Bars follows in his father’s footsteps, with dad Joe playing linebacker for Notre Dame from 1981-84. His brother Brad is a senior defensive end at Penn State and brother Blake plays along the offensive line at Michigan. Only Alex received an offer from Notre Dame.
Let’s take a closer look at one of Notre Dame’s top incoming freshmen.
6’6″, 290 lbs.
A top 100-150 player, Bars is one of the elite offensive line prospects in the country. With offers from Florida, Florida State, LSU, Michigan, Ohio State and Stanford (among many others), he fits the mold of a blue-chipper. Projecting where he fits in and how he’ll do at the college level is next to impossible until seeing him in South Bend, though the fact that his two brothers are part of major programs gives Bars an idea of the work that needs to be done to be a contributor at this level.

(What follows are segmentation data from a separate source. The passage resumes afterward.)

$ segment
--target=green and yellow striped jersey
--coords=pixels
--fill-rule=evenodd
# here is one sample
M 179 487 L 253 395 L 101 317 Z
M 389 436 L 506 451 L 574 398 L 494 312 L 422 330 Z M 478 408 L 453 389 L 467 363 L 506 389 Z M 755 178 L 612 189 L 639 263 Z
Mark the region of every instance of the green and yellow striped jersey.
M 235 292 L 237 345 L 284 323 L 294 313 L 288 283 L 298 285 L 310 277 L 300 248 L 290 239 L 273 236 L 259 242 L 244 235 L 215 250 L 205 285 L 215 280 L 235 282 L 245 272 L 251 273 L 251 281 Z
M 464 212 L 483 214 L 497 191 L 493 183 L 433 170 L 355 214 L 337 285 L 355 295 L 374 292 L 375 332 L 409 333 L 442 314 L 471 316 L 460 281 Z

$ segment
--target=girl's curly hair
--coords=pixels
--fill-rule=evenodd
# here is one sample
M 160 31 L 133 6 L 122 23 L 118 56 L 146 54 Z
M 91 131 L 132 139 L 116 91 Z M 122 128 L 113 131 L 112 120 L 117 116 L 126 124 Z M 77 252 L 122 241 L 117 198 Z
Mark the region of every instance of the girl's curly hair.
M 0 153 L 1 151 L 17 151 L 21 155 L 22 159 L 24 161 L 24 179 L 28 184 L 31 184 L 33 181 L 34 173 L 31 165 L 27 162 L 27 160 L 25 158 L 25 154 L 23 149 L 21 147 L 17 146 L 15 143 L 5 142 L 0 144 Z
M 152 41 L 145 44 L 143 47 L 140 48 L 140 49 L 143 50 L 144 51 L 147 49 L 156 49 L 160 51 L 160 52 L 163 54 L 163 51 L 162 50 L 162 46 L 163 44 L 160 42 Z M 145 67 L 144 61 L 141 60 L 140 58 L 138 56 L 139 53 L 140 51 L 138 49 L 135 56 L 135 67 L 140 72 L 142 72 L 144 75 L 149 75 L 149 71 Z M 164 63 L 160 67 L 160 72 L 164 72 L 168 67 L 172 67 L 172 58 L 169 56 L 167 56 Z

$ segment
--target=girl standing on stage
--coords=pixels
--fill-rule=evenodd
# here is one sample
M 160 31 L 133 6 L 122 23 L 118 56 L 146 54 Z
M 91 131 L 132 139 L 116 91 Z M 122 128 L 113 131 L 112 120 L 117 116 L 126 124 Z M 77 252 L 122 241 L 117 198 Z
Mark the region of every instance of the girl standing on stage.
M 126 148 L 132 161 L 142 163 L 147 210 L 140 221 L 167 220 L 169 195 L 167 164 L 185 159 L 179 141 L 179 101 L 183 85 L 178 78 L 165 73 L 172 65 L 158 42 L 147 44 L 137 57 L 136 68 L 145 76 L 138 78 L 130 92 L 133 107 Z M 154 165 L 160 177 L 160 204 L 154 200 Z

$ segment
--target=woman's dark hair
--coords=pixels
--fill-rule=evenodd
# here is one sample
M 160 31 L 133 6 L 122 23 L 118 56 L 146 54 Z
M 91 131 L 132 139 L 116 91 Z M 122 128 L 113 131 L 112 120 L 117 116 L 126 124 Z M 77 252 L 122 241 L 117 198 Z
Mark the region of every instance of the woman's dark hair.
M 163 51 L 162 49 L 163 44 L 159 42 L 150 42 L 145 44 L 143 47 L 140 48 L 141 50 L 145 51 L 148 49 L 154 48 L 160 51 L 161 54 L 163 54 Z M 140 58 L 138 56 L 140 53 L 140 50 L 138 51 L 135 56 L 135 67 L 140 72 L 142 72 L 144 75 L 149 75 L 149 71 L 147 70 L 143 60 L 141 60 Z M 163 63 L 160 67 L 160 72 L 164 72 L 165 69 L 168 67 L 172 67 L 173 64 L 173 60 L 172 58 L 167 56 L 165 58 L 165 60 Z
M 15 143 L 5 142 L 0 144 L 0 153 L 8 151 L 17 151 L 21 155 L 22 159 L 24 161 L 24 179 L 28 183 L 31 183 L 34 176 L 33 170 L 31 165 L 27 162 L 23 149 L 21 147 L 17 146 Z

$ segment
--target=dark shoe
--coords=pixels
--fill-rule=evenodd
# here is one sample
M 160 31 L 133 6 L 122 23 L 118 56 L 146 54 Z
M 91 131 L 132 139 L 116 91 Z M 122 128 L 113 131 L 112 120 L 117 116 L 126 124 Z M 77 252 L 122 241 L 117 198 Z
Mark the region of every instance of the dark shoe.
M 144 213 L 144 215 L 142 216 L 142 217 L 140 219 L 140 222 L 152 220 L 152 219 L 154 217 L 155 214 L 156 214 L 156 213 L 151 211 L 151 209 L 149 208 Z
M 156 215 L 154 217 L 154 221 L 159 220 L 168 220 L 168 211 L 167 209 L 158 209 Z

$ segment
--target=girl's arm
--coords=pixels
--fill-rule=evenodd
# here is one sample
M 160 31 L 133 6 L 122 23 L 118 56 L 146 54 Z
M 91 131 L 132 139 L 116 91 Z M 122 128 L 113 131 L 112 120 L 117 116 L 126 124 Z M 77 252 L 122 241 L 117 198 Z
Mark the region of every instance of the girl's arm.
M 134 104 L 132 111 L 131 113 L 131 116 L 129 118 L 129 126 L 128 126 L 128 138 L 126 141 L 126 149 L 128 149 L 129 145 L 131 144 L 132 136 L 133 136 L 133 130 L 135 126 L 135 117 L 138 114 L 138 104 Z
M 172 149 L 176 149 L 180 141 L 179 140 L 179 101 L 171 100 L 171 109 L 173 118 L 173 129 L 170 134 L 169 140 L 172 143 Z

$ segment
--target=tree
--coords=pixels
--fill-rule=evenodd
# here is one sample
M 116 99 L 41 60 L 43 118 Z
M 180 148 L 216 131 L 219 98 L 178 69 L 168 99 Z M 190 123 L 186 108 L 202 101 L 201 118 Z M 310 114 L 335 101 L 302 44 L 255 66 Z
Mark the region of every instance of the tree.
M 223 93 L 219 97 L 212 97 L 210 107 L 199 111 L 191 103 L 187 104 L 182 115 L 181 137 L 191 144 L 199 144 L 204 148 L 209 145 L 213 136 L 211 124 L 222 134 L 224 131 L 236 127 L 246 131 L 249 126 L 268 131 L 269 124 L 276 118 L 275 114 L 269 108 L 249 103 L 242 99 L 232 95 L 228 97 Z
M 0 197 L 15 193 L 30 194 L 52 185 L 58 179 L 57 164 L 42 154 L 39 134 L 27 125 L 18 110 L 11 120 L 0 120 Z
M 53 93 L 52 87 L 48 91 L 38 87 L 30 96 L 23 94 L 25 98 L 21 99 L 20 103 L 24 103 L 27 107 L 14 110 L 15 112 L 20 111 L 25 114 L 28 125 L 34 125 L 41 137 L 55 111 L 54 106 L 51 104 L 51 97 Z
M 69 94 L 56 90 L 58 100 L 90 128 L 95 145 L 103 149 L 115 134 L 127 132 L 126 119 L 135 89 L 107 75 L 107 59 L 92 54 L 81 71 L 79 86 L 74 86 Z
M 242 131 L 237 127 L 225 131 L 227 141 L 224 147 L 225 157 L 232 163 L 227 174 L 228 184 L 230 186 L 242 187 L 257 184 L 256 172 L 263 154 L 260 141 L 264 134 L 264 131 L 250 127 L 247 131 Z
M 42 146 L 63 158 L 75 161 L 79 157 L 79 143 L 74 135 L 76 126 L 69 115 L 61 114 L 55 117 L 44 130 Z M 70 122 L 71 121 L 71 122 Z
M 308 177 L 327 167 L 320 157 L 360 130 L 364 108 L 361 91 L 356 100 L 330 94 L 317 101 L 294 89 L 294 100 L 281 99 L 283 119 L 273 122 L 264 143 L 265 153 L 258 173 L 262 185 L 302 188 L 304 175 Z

Bars committed to the Irish early, pledging in May as one of the key building blocks to this recruiting class. He played his high school football at Nashville’s Montgomery Bell Academy, one of the top programs in the area. He was an Under Armour All-American, second-team on USA Today’s All-USA team, and the Rotary Lombardi Chip Off the Old Block Award winner, for the South’s top high school lineman. All are strong data-points for the future.
Projecting what the Irish’s offensive line looks like in a few years is quite fun. With Ronnie Stanley entering his second year of eligibility and Mike McGlinchey a redshirt freshman, the tackle position looks fairly solid, with Steve Elmer the next man in if McGlinchey slips up.
While the starters seem to be in place, the tackle depth still isn’t ideal, though Bars and fellow freshman Quenton Nelson do quite a bit to solidify it. In the interim, both Hunter Bivin and Colin McGovern have been practicing on the outside, even though both projected to play on the interior of the offensive line.
But Bars didn’t come to South Bend to provide depth. And on paper, he’s every bit the prospect that Stanley or McGlinchey is. Physically, he’s the type of prospect that just about every program in the country wants to have on their roster. While a redshirt makes a ton of sense, we’ll see how he impresses the staff when he arrives on campus in June.
It’s getting clear that under Hiestand and Kelly, the best five linemen play. The past two seasons, they’ve shifted players to make that happen. So if Bars works his way into that conversation soon, he might find a role at right guard, where Christian Lombard departs. Nick Martin is the next lineman off the board after 2015, and at that point you begin to wonder what the optimum number is for the depth chart, with some fifth year options coming up that could be telling.
That Bars is in South Bend and not anywhere else tells you that he’s a prospect that this Irish coaching staff truly coveted. But he’ll likely spend his freshman season learning the ropes and hitting the weight room, as most freshman offensive linemen should. If Mike McGlinchey struggles at right tackle, Bars will challenge for the job in a year or two. Otherwise he could break into the rotation at guard before shifting outside to tackle during his junior and senior seasons.